Me sumerjo en El libro blanco. Estoy en Madrid, concretamente en un Starbucks de Callao. Leo este libro del tirón y vuelvo a algunos textos que me han parecido sobresalientes. La obra de Augusto Rodríguez es una memoria biográfica del dolor ante la ausencia. El poeta descubre en el cáncer de su padre el sentido de esa sinrazón que es el propio desarrollo de la vida; la mortalidad y la agonía se nos revelan como espacios de conocimiento y de motivación hacia la escritura: "Abriremos un bosque nuevo con el impulso claro y desafiante de las palabras. El diálogo tiene que ser un puente entre el cerebro y la fantasía" (pág. 83).
Chamán Ediciones apuesta por la obra de un autor que se maneja notablemente en la prosa poética, en el verso y en el aforismo, un autor que es hábil a la hora de indagar en uno de los tabúes de nuestra sociedad y que no es otro que el miedo a morir y el miedo a contemplar los nefastos efectos de una enfermedad en una persona que fue importante para nosotros: "Todo lo que conocemos se está volviendo polvo y azufre. Lo que sientes en tu corazón ya no lo sentirás más" (pág. 125).
Hipérboles y visiones estremecedoras contribuyen a ese carácter fractal del libro en el que Augusto Rodríguez reconoce que el lenguaje es inefable, que su origen está reñido con la incapacidad para nombrar aquello con que la propia naturaleza nos escarmienta. La enfermedad es una forma de escribir los recuerdos, de olvidar lo malo, lo que parece ajeno, pero que está unido a nosotros a través de la savia, la sangre, el gen.

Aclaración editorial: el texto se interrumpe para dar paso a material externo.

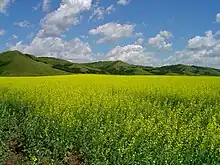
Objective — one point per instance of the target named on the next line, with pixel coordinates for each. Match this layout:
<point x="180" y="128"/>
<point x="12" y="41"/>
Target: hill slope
<point x="15" y="63"/>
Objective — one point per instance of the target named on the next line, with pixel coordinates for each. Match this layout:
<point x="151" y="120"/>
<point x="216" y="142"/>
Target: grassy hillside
<point x="16" y="63"/>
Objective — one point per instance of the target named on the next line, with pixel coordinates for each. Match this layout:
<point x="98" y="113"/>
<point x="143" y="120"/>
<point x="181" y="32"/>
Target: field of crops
<point x="115" y="120"/>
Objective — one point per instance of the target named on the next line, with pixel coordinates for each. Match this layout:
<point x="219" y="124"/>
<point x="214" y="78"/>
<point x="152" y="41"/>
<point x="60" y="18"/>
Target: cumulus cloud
<point x="74" y="50"/>
<point x="134" y="54"/>
<point x="4" y="5"/>
<point x="23" y="24"/>
<point x="161" y="40"/>
<point x="99" y="12"/>
<point x="113" y="32"/>
<point x="46" y="5"/>
<point x="123" y="2"/>
<point x="200" y="50"/>
<point x="14" y="37"/>
<point x="60" y="20"/>
<point x="139" y="41"/>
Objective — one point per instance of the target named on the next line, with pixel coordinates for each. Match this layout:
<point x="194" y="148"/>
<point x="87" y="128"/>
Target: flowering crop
<point x="115" y="119"/>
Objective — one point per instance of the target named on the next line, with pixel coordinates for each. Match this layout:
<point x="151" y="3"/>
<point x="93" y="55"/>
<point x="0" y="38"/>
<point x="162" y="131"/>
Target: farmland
<point x="111" y="119"/>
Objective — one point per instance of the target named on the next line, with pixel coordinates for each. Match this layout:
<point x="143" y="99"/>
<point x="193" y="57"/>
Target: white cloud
<point x="218" y="18"/>
<point x="201" y="50"/>
<point x="161" y="40"/>
<point x="23" y="24"/>
<point x="60" y="20"/>
<point x="99" y="12"/>
<point x="31" y="35"/>
<point x="139" y="41"/>
<point x="2" y="32"/>
<point x="123" y="2"/>
<point x="134" y="54"/>
<point x="74" y="50"/>
<point x="46" y="5"/>
<point x="113" y="32"/>
<point x="14" y="37"/>
<point x="4" y="5"/>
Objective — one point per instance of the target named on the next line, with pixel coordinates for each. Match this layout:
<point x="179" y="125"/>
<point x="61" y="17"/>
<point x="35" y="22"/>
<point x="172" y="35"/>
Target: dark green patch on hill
<point x="15" y="63"/>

Escribir y enfermar se abrazan en este Libro blanco como única posibilidad de escape, de liberación ante la incomprensión de por qué vivimos y de por qué hemos de morir: "Tal vez seremos la escritura rebelde que el agua no se lleva. O tal vez estemos condenados para siempre, a vivir como enfermos entre las cuatro paredes de este mundo". (pág. 73) Y, pese a esa condena, Callao no cesa.